Distance: 6.5 miles, round-trip
Time: 3 to 5 hours
Terrain: Forest canopy

↑ The payoff at the end of this descending trail meandering through a wind- and mist-chilled forest canopy at the top of a Napali coast cliff face is a view, from 2,500 feet above sea level, straight down into depths of narrow Awaawapuhi and Nualolo Valleys and the blue Pacific Ocean beyond. The elevation gain of 1,600 feet on the return trip gives the trail its “Medium Cool!” difficulty rating. But take some time on the way back to spot the dozens of species of endemic Hawaii rainforest and dry-land flora (identified in a trail guide available at the Kokee State Park visitor center). Though tempting, do not attempt to traverse the sheer ridge beyond the safety railing at the end of the trail to get a better view. The drop from the ridge’s end to the valley floor?

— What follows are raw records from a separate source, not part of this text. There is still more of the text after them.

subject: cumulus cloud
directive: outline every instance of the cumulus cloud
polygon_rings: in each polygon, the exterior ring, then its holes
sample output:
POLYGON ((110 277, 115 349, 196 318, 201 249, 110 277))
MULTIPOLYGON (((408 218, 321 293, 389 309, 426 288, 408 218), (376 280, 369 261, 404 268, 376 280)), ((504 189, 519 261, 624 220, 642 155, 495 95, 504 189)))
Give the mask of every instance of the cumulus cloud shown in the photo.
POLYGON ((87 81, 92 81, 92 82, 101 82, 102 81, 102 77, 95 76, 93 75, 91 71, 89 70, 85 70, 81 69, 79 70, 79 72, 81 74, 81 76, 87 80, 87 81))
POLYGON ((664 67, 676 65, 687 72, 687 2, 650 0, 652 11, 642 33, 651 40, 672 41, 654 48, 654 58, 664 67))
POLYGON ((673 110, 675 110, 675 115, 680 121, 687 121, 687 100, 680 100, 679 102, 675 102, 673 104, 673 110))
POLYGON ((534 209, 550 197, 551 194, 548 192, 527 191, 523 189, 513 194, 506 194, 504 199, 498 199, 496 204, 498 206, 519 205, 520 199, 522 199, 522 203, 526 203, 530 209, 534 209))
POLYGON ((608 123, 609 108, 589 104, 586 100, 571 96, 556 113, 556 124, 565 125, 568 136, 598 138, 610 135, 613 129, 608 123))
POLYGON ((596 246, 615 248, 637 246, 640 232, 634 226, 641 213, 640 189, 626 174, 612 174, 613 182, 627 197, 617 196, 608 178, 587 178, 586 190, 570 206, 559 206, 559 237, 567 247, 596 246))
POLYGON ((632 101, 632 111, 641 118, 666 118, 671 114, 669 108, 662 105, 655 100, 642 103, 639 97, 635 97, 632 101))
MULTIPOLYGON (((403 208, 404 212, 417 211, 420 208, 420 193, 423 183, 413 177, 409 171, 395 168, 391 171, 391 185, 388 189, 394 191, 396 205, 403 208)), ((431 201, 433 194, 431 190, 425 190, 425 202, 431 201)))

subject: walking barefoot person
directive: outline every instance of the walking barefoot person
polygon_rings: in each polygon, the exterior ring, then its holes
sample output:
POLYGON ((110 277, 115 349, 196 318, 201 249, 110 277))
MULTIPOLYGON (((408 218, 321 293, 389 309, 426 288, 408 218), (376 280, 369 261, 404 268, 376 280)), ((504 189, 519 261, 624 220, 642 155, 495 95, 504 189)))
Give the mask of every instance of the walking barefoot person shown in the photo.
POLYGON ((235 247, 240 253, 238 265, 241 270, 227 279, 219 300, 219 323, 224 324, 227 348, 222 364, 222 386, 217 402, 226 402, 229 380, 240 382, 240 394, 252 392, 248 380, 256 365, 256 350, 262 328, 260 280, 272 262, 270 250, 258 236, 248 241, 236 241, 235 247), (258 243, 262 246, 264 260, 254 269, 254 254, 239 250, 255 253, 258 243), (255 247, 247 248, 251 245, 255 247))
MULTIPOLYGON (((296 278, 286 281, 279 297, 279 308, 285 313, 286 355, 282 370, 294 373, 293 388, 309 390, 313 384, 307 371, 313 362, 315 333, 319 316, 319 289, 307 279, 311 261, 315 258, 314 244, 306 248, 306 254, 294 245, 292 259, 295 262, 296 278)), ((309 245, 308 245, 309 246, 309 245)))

More than 2,000-feet straight down.

TRAILHEAD: Off Kokee Road (Route 55) in Kokee State Park, just after mile marker 17


Kalalau Trail

Napali Coast, Kauai

Distance: 22 miles, round-trip
Time: Overnight; at least two days
Terrain: Coastal

→ The most popular back-packing trail in Hawaii, Kalalau also offers the only way to explore the breathtaking Napali Coast by land. Snaking high on the coast’s sea cliffs, back down to sea level as it crosses Hanakapiai Beach and passing five valleys on its run from end-of-highway Kee Beach to end-of-trail Kalalau Beach and Valley, the trail demands much of those who trek it. Required: at least two days—one to hike in, one to hike out; a tent, sleeping bag and enough food and freshwater for your stay; and a camping permit from the Division of State Parks (hawaiistateparks.org). Oh, and wicked stamina. Stay a couple of nights and you’ll have a day to explore Kalalau Valley, surrounded by lush, fluted cliffs more than 2,000 feet high.